B.P. : Avec les manipulations génétiques, l’homme détient désormais le pouvoir d’accélérer l’évolution des espèces, y compris la sienne. Déjà, à partir de certains végétaux et animaux, il crée des mutants plus résistants, ou plus productifs. Le prochain sur la liste pourrait être l’être humain lui-même. Les mutants représenteront-ils le prochain stade de l’évolution ? De telles interrogations peuvent paraître un peu surréalistes, j’en conviens ; pourtant, il y a quelques dizaines d’années seulement, tout n’était encore que science-fiction.
La transformation du vivant dans le monde du clonage, de l’intelligence artificielle et de la robotique, nous met face à un univers de mutants hybrides et d’artefacts où le corps est un objet parmi d’autres. Demain nous pourrons manipuler et assembler des morceaux de corps sans nous préoccuper de leur fonctionnalité. Le corps physique sera “mutable” et “clonable”, constitué d’organes modulables : un corps parfaitement réifié.
Le terme de déconstruction me gêne un peu ; j’emploierais plus simplement celui de fragmentation. Dans les bandes sonores que je produis, on retrouve ce type de découpage. Des fragments sont isolés, et peuvent fonctionner indépendamment, ou bien s’associer à d’autres par le jeu des “copier-coller” et des duplications. Le fragment peut se démultiplier, se scinder et se coupler à d’autres fragments, empruntés à d’autres espèces.
S’il y a déconstruction dans mon travail, il ne peut s’agir que de la mise à plat d’éléments modulables, capables d’interactions, de regroupements, d’extensions, de dilutions, voire d’effacements parce qu’ils ne sont pas figés, ni déterminés. Ces opérations me permettent de manipuler à ma guise des éléments pour constituer des matières hétérogènes.
E.P. : En 2005, dans l'installation "Pensées esthétiques" tu mets en œuvre des opérations au sein d’un dispositif de déconstruction des images et des sons. J'aimerais savoir de quelle façon tu développes ce jeu d'interférences, de combinaisons et de permutations que tu appelles des superpositions ?
B.P. : Je fais essentiellement allusion aux outils utilisés : un logiciel sonore multipiste et un logiciel de montage vidéo numérique, qui permettent de superposer plusieurs sons ou images, que l’on peut ensuite travailler en transparence, en laissant apparaître ou deviner une ou plusieurs sous-couches. J’utilise ces superpositions pour produire de nouveaux mixages, c’est-à-dire de nouvelles hybridations sonores et visuelles.

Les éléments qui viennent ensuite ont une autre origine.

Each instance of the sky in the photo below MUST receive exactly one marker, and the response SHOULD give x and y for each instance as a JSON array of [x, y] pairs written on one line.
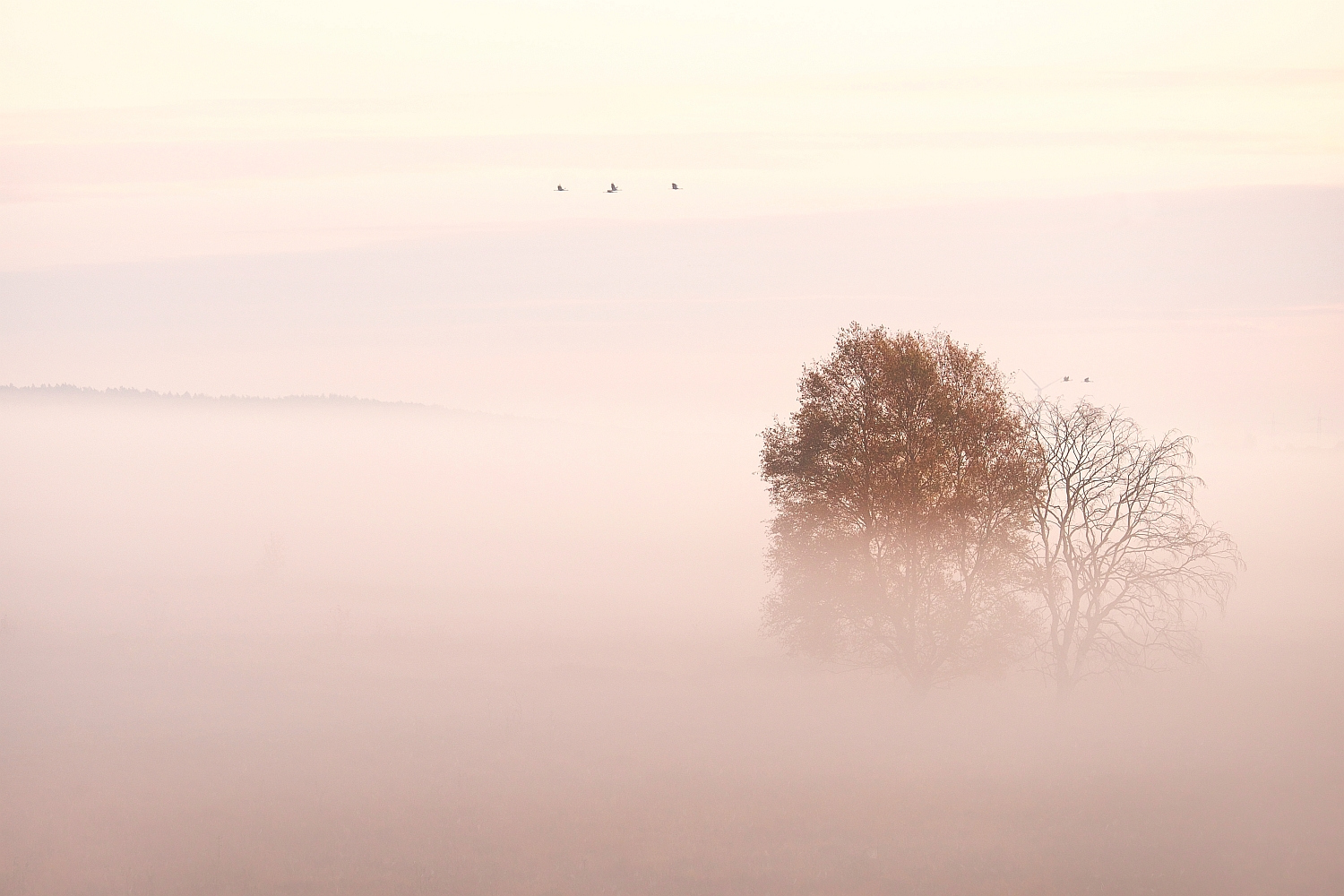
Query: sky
[[153, 129]]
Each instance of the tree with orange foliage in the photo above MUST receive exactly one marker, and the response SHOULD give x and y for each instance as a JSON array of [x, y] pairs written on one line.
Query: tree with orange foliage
[[903, 487]]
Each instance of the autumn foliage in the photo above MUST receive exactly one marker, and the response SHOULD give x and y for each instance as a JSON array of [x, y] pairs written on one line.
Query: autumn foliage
[[902, 487], [930, 522]]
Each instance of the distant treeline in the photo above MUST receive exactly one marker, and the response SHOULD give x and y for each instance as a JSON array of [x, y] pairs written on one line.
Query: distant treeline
[[65, 392]]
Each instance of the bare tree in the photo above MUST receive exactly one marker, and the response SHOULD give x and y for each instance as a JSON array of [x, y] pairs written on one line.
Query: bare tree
[[1123, 560], [902, 487]]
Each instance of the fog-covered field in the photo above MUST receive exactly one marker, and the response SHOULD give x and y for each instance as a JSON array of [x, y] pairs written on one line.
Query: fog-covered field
[[507, 641]]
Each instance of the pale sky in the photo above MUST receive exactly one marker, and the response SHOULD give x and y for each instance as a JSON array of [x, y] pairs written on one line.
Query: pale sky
[[147, 129]]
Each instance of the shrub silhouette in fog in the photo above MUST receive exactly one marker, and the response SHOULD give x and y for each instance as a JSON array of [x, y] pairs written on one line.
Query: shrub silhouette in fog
[[902, 487], [1121, 559]]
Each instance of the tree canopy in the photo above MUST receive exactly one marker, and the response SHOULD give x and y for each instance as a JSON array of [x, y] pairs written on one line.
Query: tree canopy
[[902, 487]]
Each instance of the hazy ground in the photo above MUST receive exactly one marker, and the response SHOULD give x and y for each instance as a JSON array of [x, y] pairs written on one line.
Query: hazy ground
[[319, 648]]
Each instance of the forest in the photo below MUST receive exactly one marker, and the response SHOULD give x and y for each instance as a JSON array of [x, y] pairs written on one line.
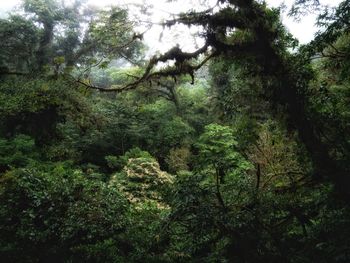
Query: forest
[[236, 151]]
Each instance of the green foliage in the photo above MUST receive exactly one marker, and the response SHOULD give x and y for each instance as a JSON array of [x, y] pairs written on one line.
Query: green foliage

Je m'appuie sur la découverte des scientifiques qui ont montré que les séquences des chants d’oiseaux sont comparables à des structures syntaxiques. Les oiseaux sont en effet sensibles à l’ordre des séquences sonores à l’intérieur d’un chant. De mon côté, je découpe ce chant en séquences numérotées. Dans un premier temps, je cherche à les assembler très simplement en juxtaposant, par exemple, deux chiffres pairs et un impair, ou deux impairs, un chiffre pair et deux impairs, etc. Mais des imperfections viennent heureusement perturber les combinaisons logiques. En effet, la matière sonore téléchargée sur le réseau laisse fréquemment apparaître des bruits parasites, distribués au hasard, à l’intérieur du chant. Le travail des superpositions me permet de révéler ces bruits, de les souligner en respectant leur formation aléatoire. Dans Pensées esthétiques, j’ai ajouté à toutes ces opérations, par collage, plusieurs voix humaines laissant entendre des bribes de phrases qui jouent avec le rythme du phrasé.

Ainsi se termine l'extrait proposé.